On the other hand, there is nothing more American than apple pie, right? While it certainly wasn’t invented in the USA (apples were brought to America by Europeans in the 17th century) it’s safe to say it’s quite iconic. It might be un-American to say this, but in fact, apple pie dates back to the 14th century.
Regardless, while we were tempted to bring you a regular, good ol’ American apple pie this week, we decided to step it up a bit with the addition of bacon. There are numerous recipes out there that incorporate bacon into the pie, some using bacon crumbles sprinkled across the top and others substituting a bacon lattice for the top crust. We went with the latter but really, basically, it comes down to making sure you have the good apples, some sweet flavorings, and the right amount of bacon.
- 1 pie crust
- 4 large Fuji apples
- 3/4 cup firmly packed light brown sugar
- 2 tablespoons cornstarch
- 1-1/4 teaspoons ground cinnamon
- 1/2 teaspoon freshly grated nutmeg
- 1/2 teaspoon ground cloves
- 3/4 cup light brown sugar
- 10 slices of bacon – preferably applewood smoked but any will do
Peeling apples has never been my forte but I was able to whip through these pretty fast. For my pie I used a sweeter apple (Fuji) rather than the more traditionally used tart apples, assuming that strategy would work well with the increased saltiness of the bacon. If you use Granny Smith, you might need more than the 4 larger sized apples I used.
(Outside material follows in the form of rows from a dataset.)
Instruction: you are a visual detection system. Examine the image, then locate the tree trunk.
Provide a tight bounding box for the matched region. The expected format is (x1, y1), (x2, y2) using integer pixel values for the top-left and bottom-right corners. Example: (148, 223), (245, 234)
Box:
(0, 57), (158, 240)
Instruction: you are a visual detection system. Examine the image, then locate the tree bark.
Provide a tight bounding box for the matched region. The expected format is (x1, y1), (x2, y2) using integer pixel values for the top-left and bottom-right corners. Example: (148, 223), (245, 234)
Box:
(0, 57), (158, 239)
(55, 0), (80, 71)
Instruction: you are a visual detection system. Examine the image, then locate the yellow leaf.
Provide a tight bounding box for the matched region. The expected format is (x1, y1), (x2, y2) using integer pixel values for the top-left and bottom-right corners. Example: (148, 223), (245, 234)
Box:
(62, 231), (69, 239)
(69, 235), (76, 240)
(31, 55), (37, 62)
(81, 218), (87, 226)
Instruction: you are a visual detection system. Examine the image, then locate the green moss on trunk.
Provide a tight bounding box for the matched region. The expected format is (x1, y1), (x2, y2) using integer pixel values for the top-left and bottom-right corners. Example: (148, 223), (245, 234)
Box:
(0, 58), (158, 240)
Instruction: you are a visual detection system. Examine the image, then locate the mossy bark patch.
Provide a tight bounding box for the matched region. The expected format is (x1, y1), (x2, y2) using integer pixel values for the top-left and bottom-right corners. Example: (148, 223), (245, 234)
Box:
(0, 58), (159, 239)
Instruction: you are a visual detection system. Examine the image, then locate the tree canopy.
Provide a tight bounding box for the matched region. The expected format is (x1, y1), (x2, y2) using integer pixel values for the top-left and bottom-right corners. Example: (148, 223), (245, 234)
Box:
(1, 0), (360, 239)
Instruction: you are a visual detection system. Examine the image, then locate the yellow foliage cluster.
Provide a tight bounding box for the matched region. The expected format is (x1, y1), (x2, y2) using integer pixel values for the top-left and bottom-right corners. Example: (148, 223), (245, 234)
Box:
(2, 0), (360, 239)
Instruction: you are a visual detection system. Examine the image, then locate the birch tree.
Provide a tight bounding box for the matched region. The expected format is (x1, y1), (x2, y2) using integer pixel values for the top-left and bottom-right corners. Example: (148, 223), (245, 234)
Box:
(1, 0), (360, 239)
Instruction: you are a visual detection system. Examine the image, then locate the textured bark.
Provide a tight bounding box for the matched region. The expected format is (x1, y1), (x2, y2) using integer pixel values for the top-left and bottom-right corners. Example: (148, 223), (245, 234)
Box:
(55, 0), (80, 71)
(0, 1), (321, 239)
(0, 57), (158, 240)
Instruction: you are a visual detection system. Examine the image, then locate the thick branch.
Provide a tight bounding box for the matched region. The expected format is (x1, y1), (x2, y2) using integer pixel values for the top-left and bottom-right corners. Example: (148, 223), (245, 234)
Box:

I tossed the dry ingredients together and pulverized the brown sugar with a fork until I had a sandy mix.
I had mistakenly chopped the apples rather than slice them but no matter, with the long cooking time, I assumed they’d cook through. I coated the apple chunks in the dry ingredients, getting them nice and covered before dumping the whole thing in a pie crust.
The next part was the most fun. I arranged the bacon slices in a lattice framework across the top of the pie. This involved tucking them over and under the other slices. I felt like a little artistry was introduced with this method. I trimmed the edges that hung over the crust.
The pie was covered in foil and then baked for 1 hour at 350 degrees. I removed the foil and then baked for another 40 minutes. When I took it out of the oven, it was a thing of beauty! And it smelled pretty darn nice too. The bacon lattice work gave it a sort of a medieval look. I felt like I should dig in with my hands and use the tablecloth as my napkin.
It took awhile to cool down before I dared to slice in. However, it was the worth the wait. It met with universal approval among the taste testers.
My initial concerns about the mixture to coat the apples being too dry was unfounded. The pie was not even close to being dry, and in fact, was slightly more liquid-y than I expected. Chunks of apples, rather than slices, did not seem to affect the flavor negatively, though one tester said she’d prefer sliced apples. This one will be labeled a success!